Most notable has been the involvement of the Consumer Energy Alliance, whose legal filing in support of controversial rate changes proposed by the Madison Gas & Electric and We Energies was just tossed out by state regulators.
A Houston-based group, CEA filed a petition with the Wisconsin Public Service Commission last month with names of 2,500 customers saying those ratepayers “believe every energy consumer should pay a fair share for maintaining the electrical grid.”
But after reviewing the petition and failing to get answers on how the names were gathered, PSC officials last week ruled the filing invalid and removed it from the public comments. The Capital Times had first reported that some of the customers whose names were included on the CEA petition were actually opposed to the rate changes.
The story caught the attention of the Huffington Post and reporter Kate Sheppard, who has been following the involvement of energy lobbyists in other electric rate cases nationally.
CEA president David Holt told the Huffington Post that the group didn't intend for its petition to be "specific to merits of any rate case" and instead it was about presenting "sensible, logical, balanced positions" on electricity. The group has since withdrawn its petition from the record, a moot point since the PSC had already ruled it invalid.
But Holt disputed any claims that the names on the petition were gathered in a misleading or incorrect manner.
"As we do with all these cases, we went back and reviewed our entire process and verified the authenticity of all the respondents and the accuracy of our whole process, so we're comfortable with that," he told the Huffington Post.
CEA, which is run through the Washington D.C. lobbying firm HBW Resources, has been called out in the past for “astroturfing,” which refers to corporate PR campaigns designed to look like grassroots citizen efforts.
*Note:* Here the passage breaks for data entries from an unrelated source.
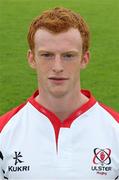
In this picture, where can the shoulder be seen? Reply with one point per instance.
(4, 119)
(110, 111)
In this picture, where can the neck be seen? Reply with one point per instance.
(64, 106)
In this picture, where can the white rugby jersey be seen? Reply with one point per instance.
(35, 144)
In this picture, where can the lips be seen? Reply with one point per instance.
(57, 80)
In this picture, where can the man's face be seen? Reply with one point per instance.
(58, 59)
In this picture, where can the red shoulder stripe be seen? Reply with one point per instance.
(6, 117)
(114, 114)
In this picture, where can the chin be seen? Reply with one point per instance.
(58, 94)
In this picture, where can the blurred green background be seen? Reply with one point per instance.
(18, 81)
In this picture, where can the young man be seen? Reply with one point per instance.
(61, 132)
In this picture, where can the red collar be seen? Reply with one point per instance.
(68, 121)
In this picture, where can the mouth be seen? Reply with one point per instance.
(58, 80)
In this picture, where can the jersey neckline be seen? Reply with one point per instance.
(68, 121)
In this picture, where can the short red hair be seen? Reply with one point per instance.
(59, 20)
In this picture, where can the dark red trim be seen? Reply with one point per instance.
(113, 113)
(6, 117)
(57, 124)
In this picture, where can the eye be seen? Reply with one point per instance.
(69, 56)
(46, 55)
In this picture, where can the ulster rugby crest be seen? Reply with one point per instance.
(101, 161)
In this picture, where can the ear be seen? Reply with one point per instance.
(85, 60)
(31, 59)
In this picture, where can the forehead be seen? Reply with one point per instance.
(48, 40)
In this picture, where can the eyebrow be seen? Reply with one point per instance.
(46, 51)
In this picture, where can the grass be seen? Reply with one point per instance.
(18, 81)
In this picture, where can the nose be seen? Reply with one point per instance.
(57, 65)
Sheppard previously reported how Arizona Public Service, that state’s largest electric utility, had paid a national conservative group to run anti-solar ads after denying earlier in the year that it was funding the campaign. It is unclear who was backing CEA’s activities in Wisconsin, although both MGE and We Energies have denied any involvement.
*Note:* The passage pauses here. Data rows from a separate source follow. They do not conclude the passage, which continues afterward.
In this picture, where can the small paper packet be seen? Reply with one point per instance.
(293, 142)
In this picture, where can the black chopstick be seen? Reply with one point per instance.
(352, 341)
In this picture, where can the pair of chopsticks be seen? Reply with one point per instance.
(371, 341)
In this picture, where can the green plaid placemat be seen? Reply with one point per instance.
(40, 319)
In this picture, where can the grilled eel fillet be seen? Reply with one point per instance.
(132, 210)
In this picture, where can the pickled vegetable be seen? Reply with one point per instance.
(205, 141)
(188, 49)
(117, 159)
Electric utilities nationwide are worried about the growth in solar energy production because that cuts into the amount of electricity that can be sold by the traditional power companies. The argument is that those solar customers don’t contribute their fair share to maintain the poles, wires and other infrastructure that carries electricity from the power plants to home and businesses.
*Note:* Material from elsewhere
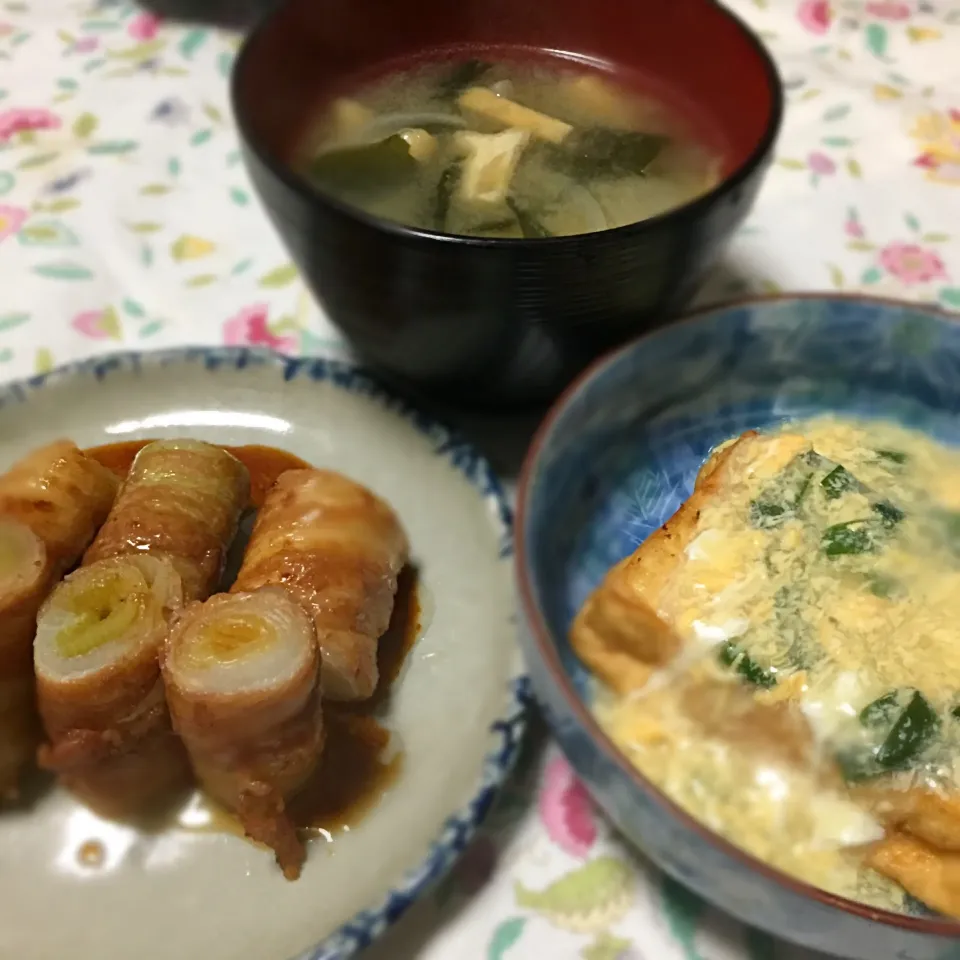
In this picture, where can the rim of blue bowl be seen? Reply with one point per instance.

Wisconsin generates a tiny amount of solar power and relies on burning coal and natural gas to generate over 70 percent of the state’s electricity. But renewable energy advocates say the fossil fuel industry is trying to head off any growth in solar here as a way to protect its market share.
A key issue before regulators is “net metering,” which refers to how much solar customers are paid for selling any excess power back into the electric grid. Wisconsin and 42 other states allow net metering but electric utilities have been pushing back on those policies in recent years.